Illinois Appellate Court Reverses Judgment in Favor of Class Action Plaintiff Because Evidence Demonstrated that Plaintiff Suffered no Damages and Because Trial Court’s Calculation of Damages was Flawed
A law firm filed a class action in Illinois state court against suppliers of legal products to law firms alleging Illinois and Minnesota statutory consumer fraud claims based on the allegation the defendants “add[ed], on a pro rata basis, a $6 per CD-ROM shipping-and-handling charge to the monthly billing statements sent to the plaintiff pursuant to a subscription agreement . . . without identifying the added charge and in contravention of the defendants’ previous practice of not charging customers for shipping and handling.” Smith, Allen, Mendenhall, Emons & Selby v. The Thomson Corp., ___ N.E.2d ___, 2006 WL 2947653 (Ill.App. October 26, 2006) [Slip Opn., at 2]. Following a bench trial, the court entered an $8.5 million judgment in favor of plaintiff, but denied prejudgment interest and attorney fees. Plaintiff appealed the limitation on its award; defense attorneys cross-appealed from the underlying judgment. Id., at 1. The Appellate Court reversed the underlying judgment, rendering plaintiff’s appeal moot.
The Appellate Court recognized the heavy burden that must be met to reverse a judgment for lack of evidence, acknowledging that such reversal is warranted “only when an opposite conclusion is apparent or when finding appear to be unreasonable, arbitrary, or not based upon the evidence presented at trial.” Slip Opn., at 2. Despite this difficult burden, the Court concluded that “many reasons exist to reverse the order of the trial court,” id. The “most fundamental” of these reasons is that plaintiff failed to establish that it had suffered any damages. Id. The Court summarized the testimony of a named partner in the plaintiff law firm stating that “he (1) recognized the price increase, (2) conducted a cost-benefit analysis, and (3) chose to continue receiving the CD-ROMs.” Id. This testimony established “that the firm had not suffered any damages.” Id.

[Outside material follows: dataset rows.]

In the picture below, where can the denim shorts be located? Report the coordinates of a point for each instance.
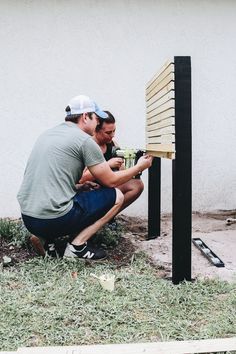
(88, 207)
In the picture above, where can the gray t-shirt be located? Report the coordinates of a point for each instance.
(54, 167)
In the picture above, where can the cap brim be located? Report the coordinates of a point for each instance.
(101, 114)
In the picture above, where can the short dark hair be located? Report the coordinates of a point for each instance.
(101, 121)
(74, 118)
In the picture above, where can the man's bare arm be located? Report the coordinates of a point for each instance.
(103, 173)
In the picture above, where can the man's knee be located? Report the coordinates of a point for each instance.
(119, 197)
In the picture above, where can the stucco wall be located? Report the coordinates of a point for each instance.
(54, 50)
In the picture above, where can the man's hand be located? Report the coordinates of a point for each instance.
(144, 162)
(115, 162)
(87, 186)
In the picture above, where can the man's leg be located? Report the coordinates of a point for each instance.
(131, 190)
(89, 231)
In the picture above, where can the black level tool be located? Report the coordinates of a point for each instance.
(208, 253)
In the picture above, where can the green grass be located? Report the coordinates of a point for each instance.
(43, 305)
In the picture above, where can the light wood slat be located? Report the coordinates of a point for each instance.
(165, 155)
(167, 88)
(162, 108)
(169, 69)
(160, 147)
(169, 113)
(162, 124)
(168, 80)
(162, 131)
(169, 96)
(163, 139)
(166, 64)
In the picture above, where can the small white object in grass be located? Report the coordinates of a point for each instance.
(6, 260)
(206, 250)
(107, 281)
(230, 221)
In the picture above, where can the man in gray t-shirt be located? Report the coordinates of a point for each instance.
(50, 204)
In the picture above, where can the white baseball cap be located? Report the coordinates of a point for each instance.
(84, 104)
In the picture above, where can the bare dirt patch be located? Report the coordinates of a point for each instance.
(210, 227)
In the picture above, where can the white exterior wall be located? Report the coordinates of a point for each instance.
(53, 50)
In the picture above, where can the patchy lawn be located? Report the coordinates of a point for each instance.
(48, 302)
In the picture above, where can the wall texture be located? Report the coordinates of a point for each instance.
(53, 50)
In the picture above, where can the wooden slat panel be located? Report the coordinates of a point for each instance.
(168, 81)
(162, 124)
(169, 113)
(162, 131)
(158, 102)
(161, 154)
(159, 78)
(166, 64)
(167, 88)
(162, 108)
(163, 139)
(160, 147)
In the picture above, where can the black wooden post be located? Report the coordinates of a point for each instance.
(154, 199)
(182, 173)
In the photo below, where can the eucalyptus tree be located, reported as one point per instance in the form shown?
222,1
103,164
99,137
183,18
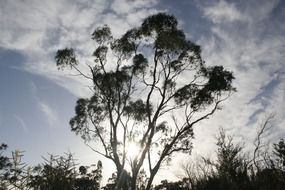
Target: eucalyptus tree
149,88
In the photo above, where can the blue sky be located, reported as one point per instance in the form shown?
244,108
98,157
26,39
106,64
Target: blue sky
37,100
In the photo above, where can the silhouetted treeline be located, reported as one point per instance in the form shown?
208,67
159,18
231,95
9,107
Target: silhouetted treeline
232,170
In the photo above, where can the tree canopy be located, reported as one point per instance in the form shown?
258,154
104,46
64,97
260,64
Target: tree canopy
150,87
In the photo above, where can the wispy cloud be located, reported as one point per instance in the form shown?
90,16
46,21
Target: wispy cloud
224,11
48,26
50,113
254,50
22,123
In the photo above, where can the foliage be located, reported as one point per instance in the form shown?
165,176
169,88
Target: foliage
139,91
60,173
233,171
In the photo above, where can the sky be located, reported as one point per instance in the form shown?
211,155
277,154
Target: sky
37,101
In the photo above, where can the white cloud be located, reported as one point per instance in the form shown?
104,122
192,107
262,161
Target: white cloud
22,123
38,29
50,114
254,50
223,11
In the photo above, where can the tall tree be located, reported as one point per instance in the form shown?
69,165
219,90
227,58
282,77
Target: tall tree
150,87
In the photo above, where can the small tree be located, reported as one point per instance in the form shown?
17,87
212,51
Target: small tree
150,87
5,166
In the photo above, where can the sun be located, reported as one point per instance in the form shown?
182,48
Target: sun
132,150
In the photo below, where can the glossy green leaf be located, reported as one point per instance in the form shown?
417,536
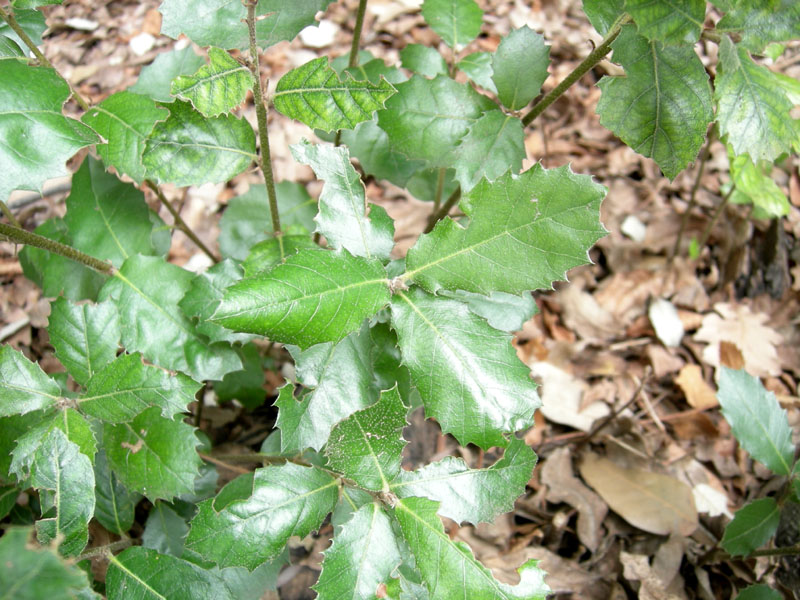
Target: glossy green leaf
478,67
449,569
519,67
247,219
37,138
756,419
494,144
67,475
427,118
114,503
340,380
155,80
662,107
314,94
286,500
753,526
127,386
363,555
31,572
153,455
301,301
146,291
457,22
524,232
217,87
367,446
25,386
471,495
189,149
124,120
759,22
668,21
144,573
423,60
343,208
85,336
467,373
752,107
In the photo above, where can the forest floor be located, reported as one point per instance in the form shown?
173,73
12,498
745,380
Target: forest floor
604,347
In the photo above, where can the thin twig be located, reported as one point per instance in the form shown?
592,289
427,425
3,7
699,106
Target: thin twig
588,63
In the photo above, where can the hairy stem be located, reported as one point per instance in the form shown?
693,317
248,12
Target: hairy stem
264,158
179,222
588,63
22,236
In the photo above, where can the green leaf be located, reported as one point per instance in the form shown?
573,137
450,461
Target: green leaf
519,67
247,219
165,530
190,149
114,503
146,574
340,379
60,467
427,118
363,555
457,22
85,336
494,144
217,87
449,569
37,138
124,120
286,500
668,21
758,23
107,218
523,233
31,572
423,60
467,373
25,386
127,386
367,446
753,526
752,107
314,94
146,291
478,67
756,419
203,296
662,107
342,216
153,455
155,80
472,495
300,301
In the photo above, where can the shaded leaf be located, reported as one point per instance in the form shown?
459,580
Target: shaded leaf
124,120
757,420
662,107
300,301
314,95
524,232
286,500
467,373
189,149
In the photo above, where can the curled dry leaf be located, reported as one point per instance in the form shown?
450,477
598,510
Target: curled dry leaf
650,501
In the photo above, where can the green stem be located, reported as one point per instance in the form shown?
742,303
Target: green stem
264,160
180,223
12,22
588,63
21,236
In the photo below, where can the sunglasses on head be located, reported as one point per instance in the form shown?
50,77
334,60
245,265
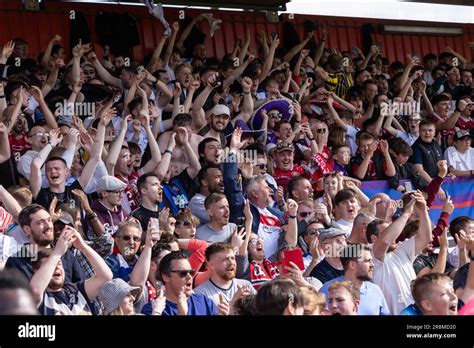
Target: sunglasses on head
184,273
127,238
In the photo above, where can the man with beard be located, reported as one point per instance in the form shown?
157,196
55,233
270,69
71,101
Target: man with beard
222,282
209,151
56,296
119,161
219,120
359,269
57,170
177,275
444,119
151,194
300,189
38,225
285,167
211,180
394,262
434,295
343,298
347,206
108,207
218,229
176,180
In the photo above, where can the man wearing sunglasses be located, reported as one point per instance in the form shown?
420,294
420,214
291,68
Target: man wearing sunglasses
177,275
223,267
108,207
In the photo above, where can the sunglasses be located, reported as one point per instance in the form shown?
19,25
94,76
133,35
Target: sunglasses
184,273
184,223
127,238
312,231
39,135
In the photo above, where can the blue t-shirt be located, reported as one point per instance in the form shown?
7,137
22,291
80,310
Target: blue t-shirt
372,300
197,305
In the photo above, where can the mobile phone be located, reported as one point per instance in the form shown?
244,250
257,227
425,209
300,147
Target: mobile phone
293,255
154,224
408,186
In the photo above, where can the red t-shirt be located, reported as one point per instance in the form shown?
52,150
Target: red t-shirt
130,198
18,145
283,177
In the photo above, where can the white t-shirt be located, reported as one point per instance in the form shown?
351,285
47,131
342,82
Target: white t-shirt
394,275
458,160
407,137
270,231
346,226
351,133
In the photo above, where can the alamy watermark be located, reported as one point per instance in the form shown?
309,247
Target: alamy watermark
400,109
75,109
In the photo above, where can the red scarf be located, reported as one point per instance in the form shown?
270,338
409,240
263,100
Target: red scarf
260,274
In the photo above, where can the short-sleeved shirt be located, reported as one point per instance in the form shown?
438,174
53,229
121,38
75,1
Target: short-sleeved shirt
198,304
45,196
394,275
72,299
325,272
212,291
372,300
208,234
428,155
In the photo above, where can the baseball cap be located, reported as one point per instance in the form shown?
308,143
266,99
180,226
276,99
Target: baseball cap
66,218
461,134
220,109
283,146
330,233
113,293
110,183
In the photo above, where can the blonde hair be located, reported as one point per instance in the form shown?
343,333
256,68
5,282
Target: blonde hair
315,301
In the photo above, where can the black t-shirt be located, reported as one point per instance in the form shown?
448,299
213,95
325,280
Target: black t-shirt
325,272
73,271
45,196
423,261
72,299
178,191
143,214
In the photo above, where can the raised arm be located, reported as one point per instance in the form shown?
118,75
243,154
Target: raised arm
114,150
41,278
164,165
5,153
103,73
102,271
96,151
391,233
55,138
194,165
47,54
169,49
267,65
48,115
294,50
291,235
141,269
423,236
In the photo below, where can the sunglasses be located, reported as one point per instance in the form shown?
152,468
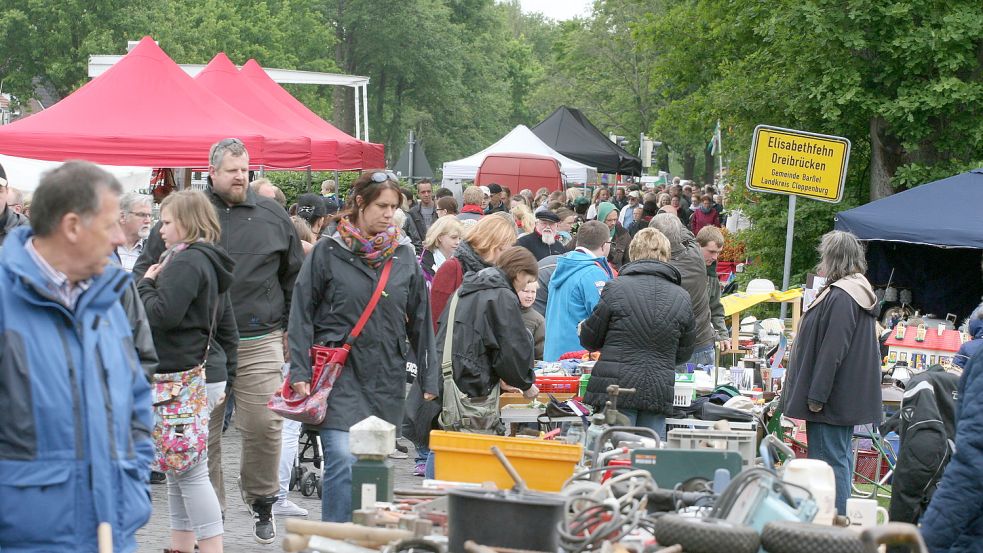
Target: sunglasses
383,176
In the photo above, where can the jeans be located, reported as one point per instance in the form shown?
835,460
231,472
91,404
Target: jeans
336,478
257,378
831,443
647,419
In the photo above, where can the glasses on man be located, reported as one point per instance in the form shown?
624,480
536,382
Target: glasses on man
383,176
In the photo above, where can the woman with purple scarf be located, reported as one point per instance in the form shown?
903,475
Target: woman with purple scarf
333,289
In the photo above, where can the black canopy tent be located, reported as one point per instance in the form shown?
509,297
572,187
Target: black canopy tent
421,165
931,236
570,133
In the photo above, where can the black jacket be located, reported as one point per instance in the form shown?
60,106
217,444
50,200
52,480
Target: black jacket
643,327
534,243
9,220
547,266
490,343
332,290
927,432
180,305
836,362
262,241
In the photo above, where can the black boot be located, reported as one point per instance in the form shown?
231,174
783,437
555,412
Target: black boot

The Appellate Court also explained that the manner in which the trial court calculated damages would have compelled reversal in any event. The trial court “reach[ed] the astronomical sum” of $8.5 million in damages by accepting plaintiff’s claim that mailing sleeves cost 23¢ each and the drop-shipping charge for each CD-ROM was 87¢ and thus used a $1.10 as the “actual cost” that should have been charged per CD-ROM. This figure entirely ignored the additional costs that plaintiff admitted were properly part of the handling and shipping charge, “such as the costs of employees who pick CD-ROMs from warehouse shelves and place them into packages.” Slip Opn., at 4. This failure “constitutes a secondary, independent ground for reversal of the trial court’s order.” Id.